Uh-oh. Roger has already found Dimmesdale out. However, as it was mentioned in class, Roger reads the heart, the scarlet letter is printed on Hester's heart, and Dimmesdale, "put[s] his hand over his heart" (109-110). Dimmesdale does that action as if his heart was in pain. Possibly the pain of being read? Roger "now dug into the clergyman's heart" (117), which may be what is causing him the pain.Roger knows because it was terribly obvious in Dimmesdale's little slips of guilt that pass by unnoticed to his loving worshipers. However, I doubt that Roger would be making him sick, unless he's trying to hint that he was wronged. Hawthorne even says it right out: "A man burdened with a secret should especially avoid the intimacy of his physician" (113).
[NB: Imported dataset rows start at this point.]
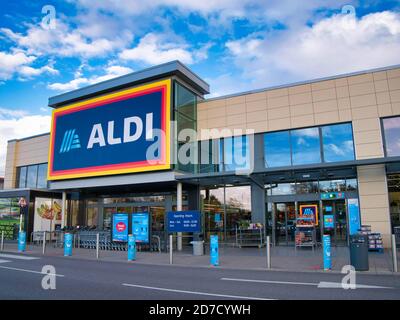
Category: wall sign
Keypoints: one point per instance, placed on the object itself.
(112, 134)
(309, 211)
(140, 226)
(120, 227)
(332, 195)
(184, 221)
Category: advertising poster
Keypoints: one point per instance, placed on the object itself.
(184, 221)
(309, 211)
(329, 221)
(354, 216)
(47, 214)
(120, 227)
(140, 226)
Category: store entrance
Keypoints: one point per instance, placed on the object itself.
(285, 223)
(335, 220)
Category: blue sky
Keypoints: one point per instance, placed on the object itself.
(235, 45)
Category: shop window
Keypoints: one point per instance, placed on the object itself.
(305, 146)
(236, 153)
(277, 149)
(283, 189)
(338, 142)
(391, 129)
(332, 186)
(33, 176)
(306, 187)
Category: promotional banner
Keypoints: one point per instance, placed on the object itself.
(354, 216)
(309, 211)
(184, 221)
(68, 240)
(329, 222)
(122, 132)
(47, 214)
(141, 226)
(131, 247)
(120, 227)
(214, 252)
(327, 252)
(22, 241)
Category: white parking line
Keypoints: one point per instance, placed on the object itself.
(18, 257)
(272, 282)
(32, 271)
(194, 292)
(320, 285)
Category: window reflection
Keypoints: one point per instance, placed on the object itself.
(277, 149)
(305, 146)
(391, 127)
(338, 142)
(236, 153)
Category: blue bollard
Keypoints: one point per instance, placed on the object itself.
(214, 254)
(131, 247)
(327, 252)
(21, 241)
(68, 244)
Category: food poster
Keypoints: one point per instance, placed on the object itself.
(47, 214)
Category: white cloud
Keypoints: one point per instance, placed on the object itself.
(79, 81)
(16, 124)
(65, 40)
(339, 44)
(156, 49)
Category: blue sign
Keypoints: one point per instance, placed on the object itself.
(140, 226)
(68, 237)
(329, 221)
(131, 247)
(214, 252)
(184, 221)
(332, 195)
(120, 227)
(326, 240)
(22, 241)
(354, 216)
(96, 136)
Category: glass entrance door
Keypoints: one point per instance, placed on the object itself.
(285, 222)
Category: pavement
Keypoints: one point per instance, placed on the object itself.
(282, 258)
(22, 277)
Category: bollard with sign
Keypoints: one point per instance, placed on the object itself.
(68, 238)
(21, 241)
(131, 247)
(327, 252)
(214, 252)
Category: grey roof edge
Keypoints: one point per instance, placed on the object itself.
(293, 84)
(148, 74)
(30, 137)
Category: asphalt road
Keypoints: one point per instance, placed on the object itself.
(21, 278)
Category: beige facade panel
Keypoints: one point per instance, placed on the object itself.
(325, 94)
(278, 102)
(303, 121)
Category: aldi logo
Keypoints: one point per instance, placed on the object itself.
(70, 141)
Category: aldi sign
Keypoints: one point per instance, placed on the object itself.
(122, 132)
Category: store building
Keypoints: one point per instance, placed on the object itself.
(332, 145)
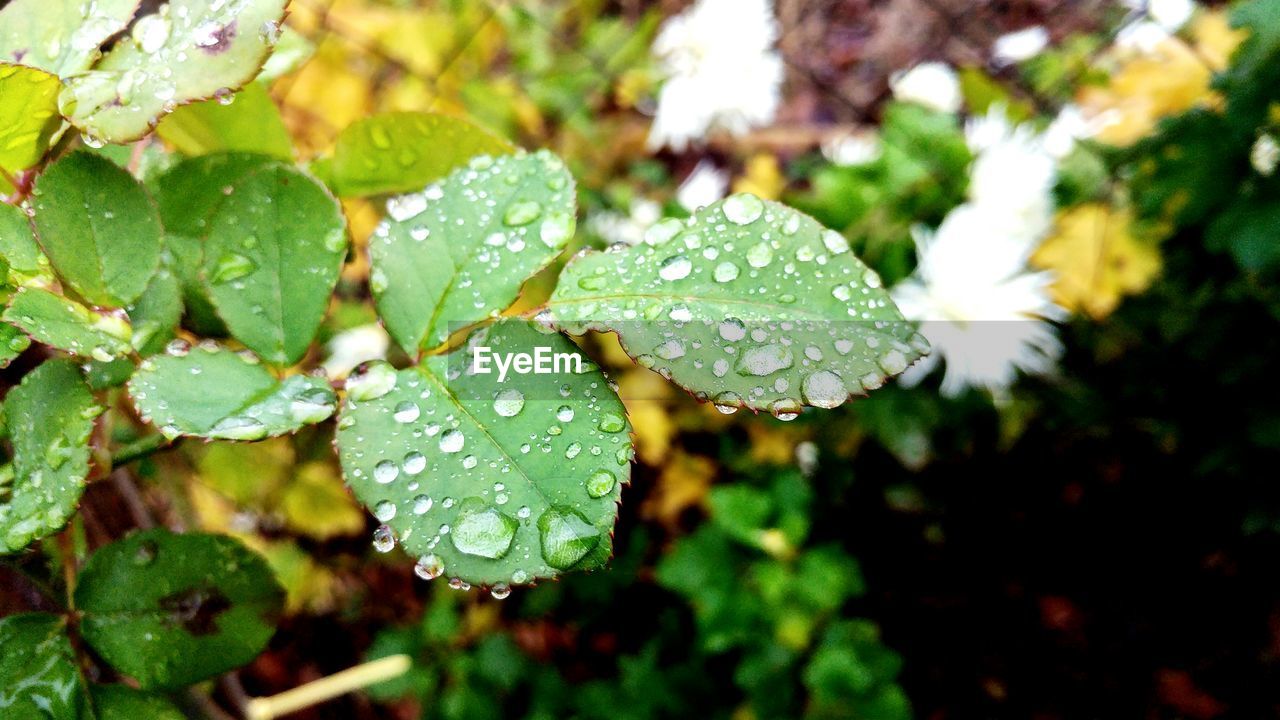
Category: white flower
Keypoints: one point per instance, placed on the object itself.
(1011, 176)
(351, 347)
(853, 149)
(703, 186)
(1022, 45)
(978, 305)
(1265, 155)
(722, 71)
(617, 228)
(933, 85)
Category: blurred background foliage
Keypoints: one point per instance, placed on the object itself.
(1093, 541)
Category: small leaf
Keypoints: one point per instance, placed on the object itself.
(176, 609)
(28, 115)
(97, 227)
(748, 304)
(122, 702)
(213, 392)
(442, 260)
(60, 36)
(405, 153)
(37, 670)
(274, 249)
(484, 481)
(188, 50)
(49, 419)
(248, 123)
(69, 326)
"'They grew out of his heart, and typify, it may be, some hideous secret that was buried with him, and which he had done better to confess during his lifetime.'
'Perchance... he reanestly desired it, but could not.'
'And wherefore? ... Wherefore not; since all the powers of nature call so earnestly for the confession of a sin, that these black weeds have sprung up out of a buried heart, to make manifest an unspoken crime?'
... 'There can be, if I forbade aright, no power, short of the Divine mercy, to disclose, whether by uttered words, or by type or emblem, the secrets that may be buried with a human heart.'
... 'Then why not reveal them here?'
...'They mostly do,' said the clergyman, gripping hard at his breast as if afflicted with an importune throb of pain" (119).
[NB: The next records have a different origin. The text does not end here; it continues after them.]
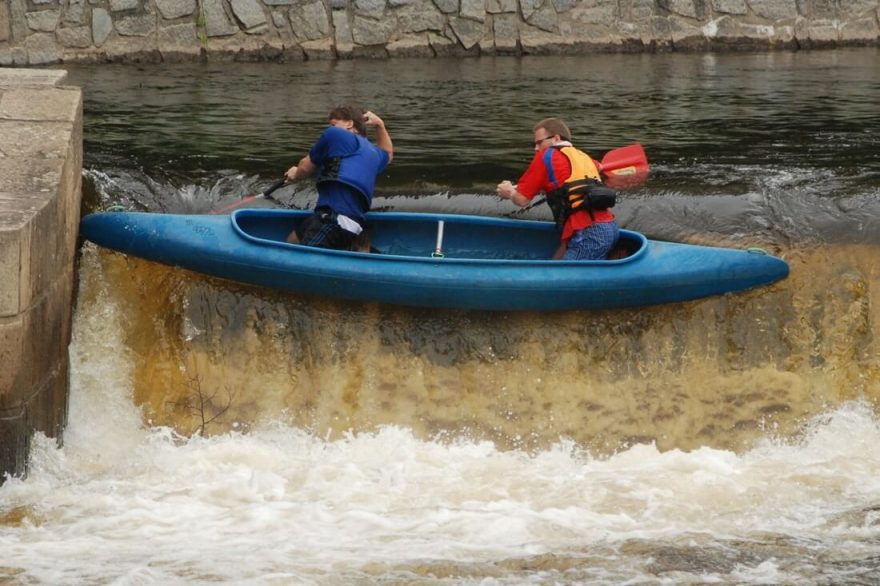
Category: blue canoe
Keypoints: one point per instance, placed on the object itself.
(487, 263)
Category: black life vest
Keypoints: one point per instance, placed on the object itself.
(583, 189)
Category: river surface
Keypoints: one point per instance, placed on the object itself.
(220, 433)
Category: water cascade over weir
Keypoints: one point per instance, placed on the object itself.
(210, 356)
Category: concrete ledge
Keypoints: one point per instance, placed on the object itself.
(40, 193)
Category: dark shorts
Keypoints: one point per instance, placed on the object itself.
(321, 230)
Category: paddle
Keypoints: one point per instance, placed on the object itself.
(251, 198)
(625, 166)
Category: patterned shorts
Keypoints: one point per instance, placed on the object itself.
(593, 242)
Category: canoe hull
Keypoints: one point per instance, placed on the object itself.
(248, 247)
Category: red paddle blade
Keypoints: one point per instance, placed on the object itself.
(625, 166)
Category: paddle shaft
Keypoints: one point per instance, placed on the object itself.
(250, 198)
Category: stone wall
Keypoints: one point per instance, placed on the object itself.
(40, 192)
(49, 31)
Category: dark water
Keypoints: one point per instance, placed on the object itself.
(791, 137)
(730, 440)
(780, 150)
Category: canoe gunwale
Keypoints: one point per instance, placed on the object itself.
(634, 237)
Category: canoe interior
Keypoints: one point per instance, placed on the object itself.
(415, 235)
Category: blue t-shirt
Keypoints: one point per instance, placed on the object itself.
(350, 193)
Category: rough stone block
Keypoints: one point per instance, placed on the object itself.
(249, 13)
(774, 10)
(411, 46)
(140, 25)
(79, 37)
(30, 78)
(102, 26)
(366, 31)
(505, 28)
(32, 104)
(309, 21)
(738, 7)
(862, 28)
(174, 9)
(45, 21)
(42, 49)
(4, 22)
(14, 244)
(420, 18)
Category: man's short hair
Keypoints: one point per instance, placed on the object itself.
(350, 112)
(554, 126)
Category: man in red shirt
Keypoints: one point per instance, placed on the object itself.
(587, 233)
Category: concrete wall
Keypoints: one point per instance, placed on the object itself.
(50, 31)
(40, 192)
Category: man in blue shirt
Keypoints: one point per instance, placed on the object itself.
(346, 166)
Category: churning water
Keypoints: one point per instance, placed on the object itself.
(224, 434)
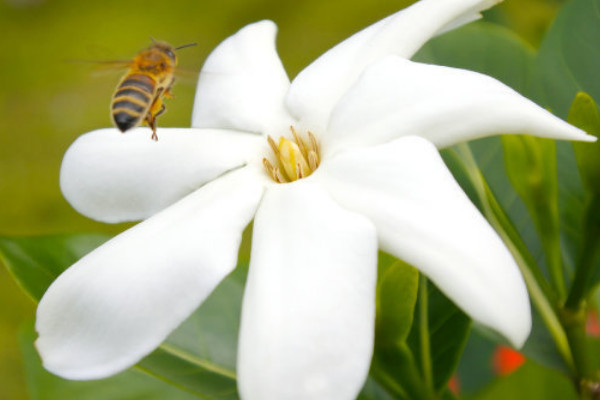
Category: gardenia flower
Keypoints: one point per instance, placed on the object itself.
(340, 162)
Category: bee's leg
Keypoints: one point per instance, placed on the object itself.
(167, 93)
(155, 110)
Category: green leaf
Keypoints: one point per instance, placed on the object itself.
(396, 298)
(449, 329)
(36, 261)
(394, 368)
(199, 356)
(131, 384)
(485, 48)
(499, 53)
(531, 382)
(531, 167)
(569, 57)
(584, 115)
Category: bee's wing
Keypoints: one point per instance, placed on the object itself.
(101, 67)
(186, 76)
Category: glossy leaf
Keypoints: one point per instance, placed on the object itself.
(199, 357)
(449, 329)
(499, 53)
(36, 261)
(569, 57)
(584, 114)
(531, 382)
(531, 168)
(396, 297)
(131, 384)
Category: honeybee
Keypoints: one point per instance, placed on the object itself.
(139, 95)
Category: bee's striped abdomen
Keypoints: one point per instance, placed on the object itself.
(132, 100)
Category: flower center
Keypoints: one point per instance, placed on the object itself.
(294, 159)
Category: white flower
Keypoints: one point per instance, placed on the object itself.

Roger knows what the two are talking about, and Dimmesdale knows what he himself is speaking of. Dimmesdale does not know that Roger is aware of his sin. It is as if the two are conversing on a topic that can not speak of, because it is both a secret that they know of the incident. Speaking of it caused Dimmesdale's heart pain, as if Roger's eyes were searing into his heart, reading every last detail of his secret through his own words. Dimmesdale will be his own demise.